EUR-Lex Access to European Union law

Back to EUR-Lex homepage

This document is an excerpt from the EUR-Lex website

Document 62021CJ0007

Arrest van het Hof (Vierde kamer) van 7 juli 2022.
LKW WALTER Internationale Transportorganisation AG tegen CB e.a.
Prejudiciële verwijzing – Justitiële samenwerking in burgerlijke zaken – Betekening en kennisgeving van stukken – Verordening (EG) nr. 1393/2007 – Artikel 8, lid 1 – Termijn van één week voor de uitoefening van het recht om de ontvangst van het stuk te weigeren – In een lidstaat gegeven beslissing tot gedwongen tenuitvoerlegging die in een andere lidstaat enkel in de taal van de eerste lidstaat ter kennis is gebracht – Regeling van deze eerste lidstaat die voorziet in een termijn van acht dagen om verzet aan te tekenen tegen deze beslissing. – Verzetstermijn die tegelijk met de termijn voor de uitoefening van het recht van weigering van ontvangst van het stuk begint te lopen – Artikel 47 van het Handvest van de grondrechten van de Europese Unie – Recht op een doeltreffende voorziening in rechte.
Zaak C-7/21.

Court reports – general

ECLI identifier: ECLI:EU:C:2022:527

Zaak C7/21

LKW WALTER Internationale Transportorganisation AG

tegen

CB e.a.

(verzoek om een prejudiciële beslissing, ingediend door het Bezirksgericht Bleiburg)

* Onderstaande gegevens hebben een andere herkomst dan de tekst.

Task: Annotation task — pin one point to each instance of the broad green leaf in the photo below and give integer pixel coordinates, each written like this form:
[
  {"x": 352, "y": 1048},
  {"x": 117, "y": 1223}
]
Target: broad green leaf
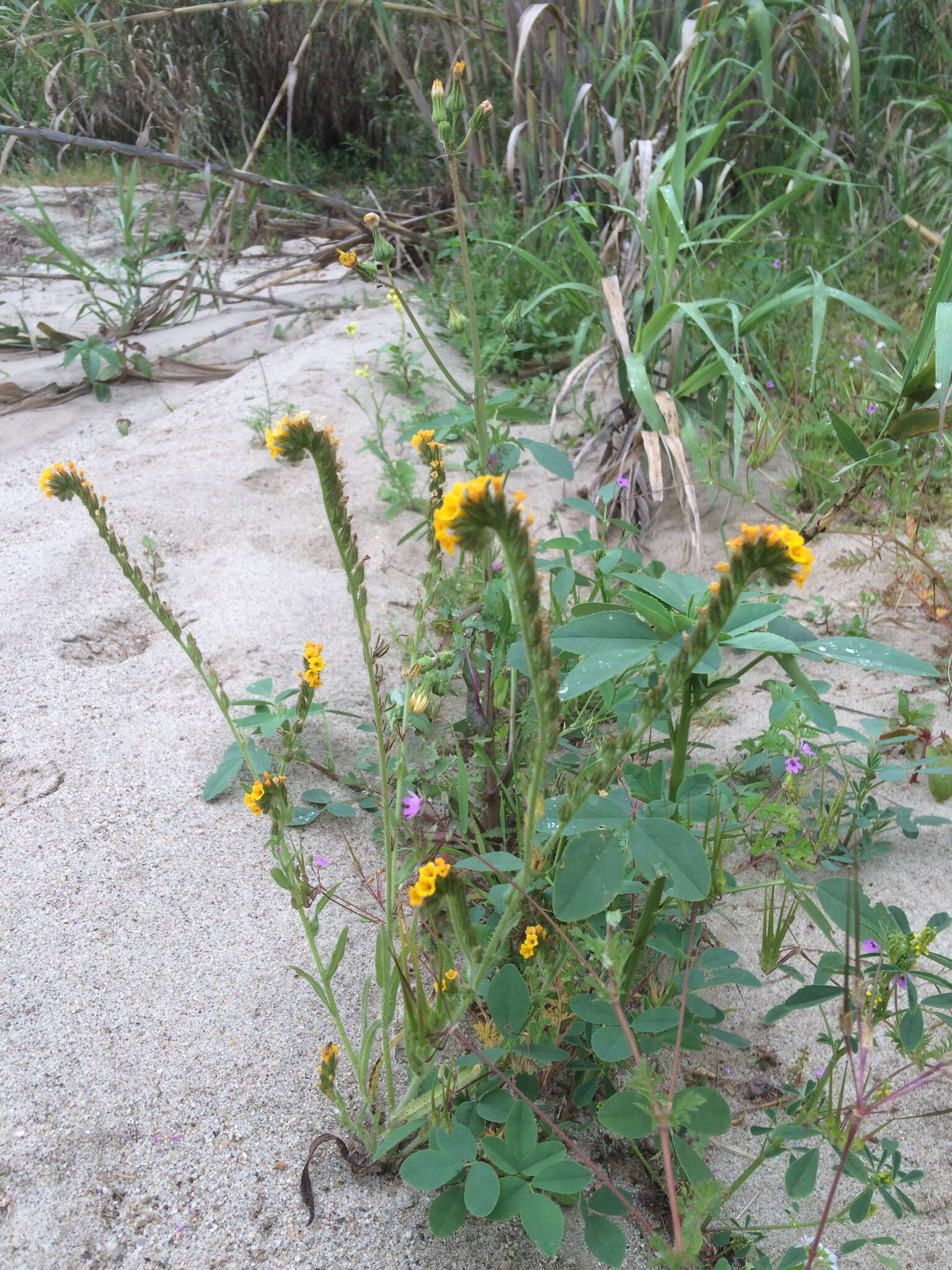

 Arrest van het Hof (Vierde kamer) van 7 juli 2022

„Prejudiciële verwijzing – Justitiële samenwerking in burgerlijke zaken – Betekening en kennisgeving van stukken – Verordening (EG) nr. 1393/2007 – Artikel 8, lid 1 – Termijn van één week voor de uitoefening van het recht om de ontvangst van het stuk te weigeren – In een lidstaat gegeven beslissing tot gedwongen tenuitvoerlegging die in een andere lidstaat enkel in de taal van de eerste lidstaat ter kennis is gebracht – Regeling van deze eerste lidstaat die voorziet in een termijn van acht dagen om verzet aan te tekenen tegen deze beslissing. – Verzetstermijn die tegelijk met de termijn voor de uitoefening van het recht van weigering van ontvangst van het stuk begint te lopen – Artikel 47 van het Handvest van de grondrechten van de Europese Unie – Recht op een doeltreffende voorziening in rechte”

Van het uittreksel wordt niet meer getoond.